Pierre-Claude Artus, armé du ''yukulélé''
Pierre-Claude Artus, riche de ses inspirations musicales irlandaises, écossaises et occidentales, en général, a assumé la lourde responsabilité de la manipulation de ces deux instruments, notamment, défiant et dépassant la logique du Blanc devant se complexer face à des facteurs artistiques devant rappeler un passé tragique et sombre, dominateur, avec le Noir. L’artiste français s’est engagé plus loin en fondant magnifiquement sa voix dans celles de Jean Adagbénon et de Basil Diouf, à travers les morceaux, ’’Houn vodé’’, ’’On the road’’, notamment, pour une onde d’un métissage plaisant entre les cultures musicales d’Europe occidentale et d’Amérique, par le blues et le rock, et celles d’Afrique et des contrées anciennement d’esclavage, avec le ’’mass-go’’, l’afro-beat, le reggae et le jazz.   

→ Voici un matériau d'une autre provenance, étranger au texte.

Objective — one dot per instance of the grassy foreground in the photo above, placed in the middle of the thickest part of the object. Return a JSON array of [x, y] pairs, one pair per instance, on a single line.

Jean Adagbénon, batteur bien adapté au ''Houn ho dié''
Accroché, de son côté, à sa batterie, Jean Adagbénon s’est fait le socle d’une symbiose rythmique et vocale qui ne devrait aucunement surprendre tout bon connaisseur de l’ardeur langoureuse et lyrique de la voix d’un chanteur béninois d’origine wémé. A l’occasion de ce concert du 21 novembre, il a démontré une capacité musicale d’adaptation à nulle autre pareille, même si Pierre-Claude Artus, en la matière, s’est montré impressionnant. En outre, le Béninois a réussi, notamment, à élever sa voix à la hauteur de la mélancolie des messages des chants émis par les anciens esclaves, ce que lui, artiste de notre époque, explique : « Nous demandons pardon à nos frères qui ont été vendus ; c’est important ! Nous travaillons sur l’amour, le pardon et l’équité, pour un monde meilleur dont nos enfants ont besoin … ».  

Instants de symbiose entre les 2 artistes
Par ailleurs, la gaieté des morceaux, pour des messages liés à l’appel à la tolérance, à la sincérité de l’amour, entre autres, leur caractère résolument imprégné de l’appel aux normes d’égalité, de fraternité et du pardon n’ont pas échappé à une incursion contemporainement chaleureuse, à travers le scratch, ces coups de son de disque sciemment rayé, le propre des artistes de rap et de hip-hop. 

Basil Diouf, ''scratchant'' ...
Basil Diouf dont le seul nom incarne à la fois l'esprit de métissage du concert, le sens du pardon et de la réconciliation, a ainsi manifesté son apport rythmique à cette messe musicale ayant travaillé à témoigner de la disparition des complexes de tous genres entretenant mépris et méfiance entre Blancs et Noirs aux difficiles relations du passé. ’’Houn ho dié’’ a tenu les promesses d’une fusion des musiques du passé et du présent, de celles folkloriques et de celles modernes.